Именно этот вопрос сподвиг меня на мое первое исследование поколенческих различий. Обратив внимание на то, что результаты опросов женщин из университетской среды, проводившихся в начале 1990-х годов, сильно отличались от результатов аналогичных опросов 1970-х годов, я решила изучить эту тему системно. Я собрала данные 103 опросов с участием 28 920 студентов, которые проводились по двум опросникам, оценивающим наличие типично мужских и женских черт характера. «Мужская» часть включала такие слова, как «активность», «независимость», «неумение сдаваться без боя», «самодостаточность», «решительность» и «амбициозность». Как и следовало ожидать, с каждым годом все большее и большее число участниц опросов приписывало себе эти черты. Более 50 % участниц опросов 1990-х годов оказывались на «мужской» части шкалы, в то время как в начале 1970-х это число не превышало 20 %. У среднестатистической женщины 1990-х годов было больше мужских черт характера, чем у 80 % студенток начала 1970-х из поколения бэби-бумеров. Изменение было настолько масштабным, что к началу 1990-х годов увидеть разницу между результатами мужчин и женщин в ответах по так называемой «мужской» части опросника стало невозможно. Поколенческие изменения полностью лишили смысла определения в опросниках: стало понятно, что речь идет не о сугубо мужских, а просто о человеческих чертах характера.
Возможно, потому, что «мужская» часть опросников стала не совсем мужской, в 2000-х и 2010-х годах их использовали нечасто, и у меня не было возможности дополнить приведенную выше статистику более свежими данными. Но зато очень полезными оказались общенациональные опросы, охватывающие 11 миллионов учащихся: в них есть позиции, во многом совпадающие с «мужской» шкалой: респондентам предлагается оценить свои лидерские качества, стремление к успеху, эрудицию и творческий потенциал. Данные этих опросов демонстрируют одно любопытное изменение: в ряде случаев самооценка женщин по качествам, всегда считавшимся преимущественно мужскими, выше, чем у самих мужчин. В 1979 году 72 % студентов считали, что уровень их стремления к успеху выше среднего, в то время как аналогичный показатель у студенток составлял 69 %. К 2012 году о наличии сильного стремления к успеху говорили уже 77 % студенток и только 75 % студентов. В прошлом студенты считали себя намного более креативными по сравнению со студентками – в 1993 году этот показатель составлял 58 % и 47 % соответственно, – но к 2012 году эти оценки практически сравнялись: 54 % и 53 %.

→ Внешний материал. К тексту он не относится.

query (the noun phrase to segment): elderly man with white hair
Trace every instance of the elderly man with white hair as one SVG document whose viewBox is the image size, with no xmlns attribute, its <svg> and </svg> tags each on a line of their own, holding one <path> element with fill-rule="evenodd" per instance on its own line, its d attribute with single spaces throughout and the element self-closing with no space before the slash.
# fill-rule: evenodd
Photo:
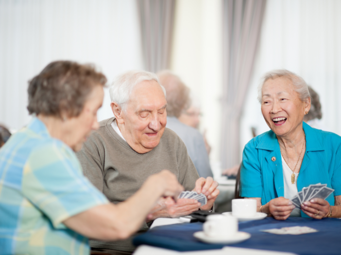
<svg viewBox="0 0 341 255">
<path fill-rule="evenodd" d="M 161 199 L 140 231 L 148 230 L 157 218 L 188 215 L 199 208 L 211 210 L 219 193 L 218 183 L 210 177 L 199 178 L 184 143 L 165 128 L 166 92 L 156 75 L 142 71 L 124 73 L 114 80 L 110 94 L 114 116 L 100 122 L 100 128 L 78 154 L 90 181 L 117 204 L 135 193 L 149 176 L 168 169 L 186 190 L 207 196 L 207 203 L 203 206 L 193 199 L 179 199 L 175 205 L 168 205 L 170 198 Z M 90 245 L 93 249 L 115 251 L 113 254 L 129 254 L 135 248 L 131 239 L 92 240 Z"/>
</svg>

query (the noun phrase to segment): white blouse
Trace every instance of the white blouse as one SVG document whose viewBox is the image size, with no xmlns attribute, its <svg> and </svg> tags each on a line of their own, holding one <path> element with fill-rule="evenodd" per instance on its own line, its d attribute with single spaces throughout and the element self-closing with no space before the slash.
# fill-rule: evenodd
<svg viewBox="0 0 341 255">
<path fill-rule="evenodd" d="M 298 193 L 297 191 L 297 177 L 298 174 L 294 173 L 295 183 L 291 183 L 292 171 L 287 164 L 283 157 L 282 157 L 282 166 L 283 169 L 283 181 L 284 183 L 284 197 L 290 199 Z M 301 210 L 295 207 L 290 214 L 290 217 L 301 217 Z"/>
</svg>

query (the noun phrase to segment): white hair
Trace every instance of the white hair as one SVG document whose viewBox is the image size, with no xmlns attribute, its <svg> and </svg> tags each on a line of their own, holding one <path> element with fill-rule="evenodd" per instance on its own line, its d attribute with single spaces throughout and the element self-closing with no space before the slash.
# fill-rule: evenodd
<svg viewBox="0 0 341 255">
<path fill-rule="evenodd" d="M 273 70 L 266 73 L 262 77 L 258 86 L 258 100 L 262 102 L 262 88 L 265 82 L 269 79 L 283 77 L 290 80 L 294 86 L 294 90 L 298 94 L 298 97 L 302 101 L 307 101 L 310 97 L 308 85 L 301 76 L 285 69 Z"/>
<path fill-rule="evenodd" d="M 146 71 L 133 70 L 123 73 L 114 80 L 109 89 L 111 102 L 117 103 L 122 110 L 125 110 L 135 86 L 145 80 L 153 80 L 160 85 L 166 97 L 166 90 L 155 74 Z"/>
</svg>

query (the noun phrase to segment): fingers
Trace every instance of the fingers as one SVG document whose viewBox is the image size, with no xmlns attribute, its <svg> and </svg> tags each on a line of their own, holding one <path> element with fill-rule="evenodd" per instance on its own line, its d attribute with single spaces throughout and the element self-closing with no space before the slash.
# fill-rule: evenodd
<svg viewBox="0 0 341 255">
<path fill-rule="evenodd" d="M 208 191 L 210 188 L 211 187 L 212 183 L 213 183 L 213 178 L 212 177 L 208 176 L 206 178 L 205 181 L 205 183 L 203 187 L 203 189 L 201 190 L 201 192 L 204 195 L 206 195 L 206 192 Z M 212 192 L 212 191 L 211 191 Z M 211 193 L 210 192 L 209 193 Z M 207 194 L 208 195 L 208 194 Z"/>
<path fill-rule="evenodd" d="M 195 199 L 190 198 L 179 198 L 176 202 L 176 206 L 181 207 L 186 205 L 197 204 L 198 201 Z"/>
<path fill-rule="evenodd" d="M 292 203 L 283 197 L 273 199 L 269 203 L 270 213 L 276 220 L 287 219 L 294 208 L 295 206 Z"/>
<path fill-rule="evenodd" d="M 203 177 L 199 178 L 196 181 L 195 188 L 194 188 L 194 189 L 195 190 L 195 191 L 197 191 L 197 193 L 199 194 L 201 193 L 202 189 L 203 188 L 203 186 L 205 184 L 205 181 L 206 179 Z"/>
<path fill-rule="evenodd" d="M 280 197 L 273 199 L 270 201 L 270 204 L 276 207 L 281 207 L 284 206 L 291 206 L 292 205 L 292 202 L 289 199 Z"/>
<path fill-rule="evenodd" d="M 178 203 L 167 208 L 168 214 L 172 218 L 188 215 L 199 209 L 201 204 L 194 199 L 181 198 Z"/>
<path fill-rule="evenodd" d="M 159 182 L 164 189 L 162 195 L 164 196 L 172 196 L 175 200 L 176 200 L 179 194 L 184 190 L 184 189 L 179 183 L 175 175 L 170 171 L 166 170 L 162 170 L 158 175 L 163 180 L 163 181 Z"/>
<path fill-rule="evenodd" d="M 329 203 L 321 198 L 314 198 L 301 205 L 303 212 L 314 219 L 322 219 L 329 212 Z"/>
</svg>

Вероятно, многие из этих изменений обусловлены воспитанием. По сравнению с любым из предшествующих поколений в поколении селфи намного больше девочек, росших в семье с работающей матерью. Научно доказано, что такие девочки чаще бывают склонны проявлять честолюбие и быть независимыми – то есть усваивают традиционно мужские качества.
Пример мамы, ежедневно отправляющейся на работу, показывает девочкам, что роль женщины не ограничивается стенами ее дома. Многие женщины из поколения селфи (да и мужчины тоже) считают работающих матерей вполне естественным явлением.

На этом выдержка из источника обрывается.